But the song-and-dance tool is no empty stunt, she said. Soltau believes that getting students to feel relaxed in the classroom is key to learning. She told The Gleaner that her strategies are reaping rewards, driving students to do research on their own and adding new energy to teaching routines.
Before she entered the classroom, Soltau often engaged with children at her home, and a university scholarship with a community service component facilitated volunteerism at a basic school.
That was when the May Pen native observed that young children were drawn to music.
“I love children and I think that is key. Whatever you do to a child, they will remember. So I intentionally, I purposefully give these children life, so if they’re not getting this positivity elsewhere, when they come to school Monday to Friday, they’re gonna get it from Ms Soltau,” she said.

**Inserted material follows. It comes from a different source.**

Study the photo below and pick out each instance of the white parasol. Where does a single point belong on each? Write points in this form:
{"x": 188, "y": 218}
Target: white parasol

In addition to the science curriculum, she has taught her students basic life skills such as folding a fitted sheet – a task she learnt in adulthood.
The pretrained teacher is reading for her degree in secondary education at Northern Caribbean University.
Soltau said that Denbigh’s principal Janice Julal has been supportive of her since she was a student.
Julal spoke highly of Soltau, noting that she distinguished herself and was a student leader who gained widespread respect.
“As a student, [she] was always one of our energy bunnies, full of a lot of vibes – always active and involved ... . We saw that there was this innate ability to connect with the students, even as a student herself, and so we were very happy when she decided that she wanted to join the teaching profession,” she said.
Denbigh High is celebrating its 50th anniversary this year, and Julal said a vision of the school is to have more past students join the staff as they are usually more invested in the growth and development of the Clarendon institution.
“The students are responding – the love they have for her, the fact that they enjoy her classes, the fact that the grades seem to be improving because of that renewed interest – that has been evident since she started,” said Julal.
Soltau’s word of advice to young teachers is to do it for the children despite the challenges.
“We as adults owe children skills and we have to equip them for tomorrow,” she said.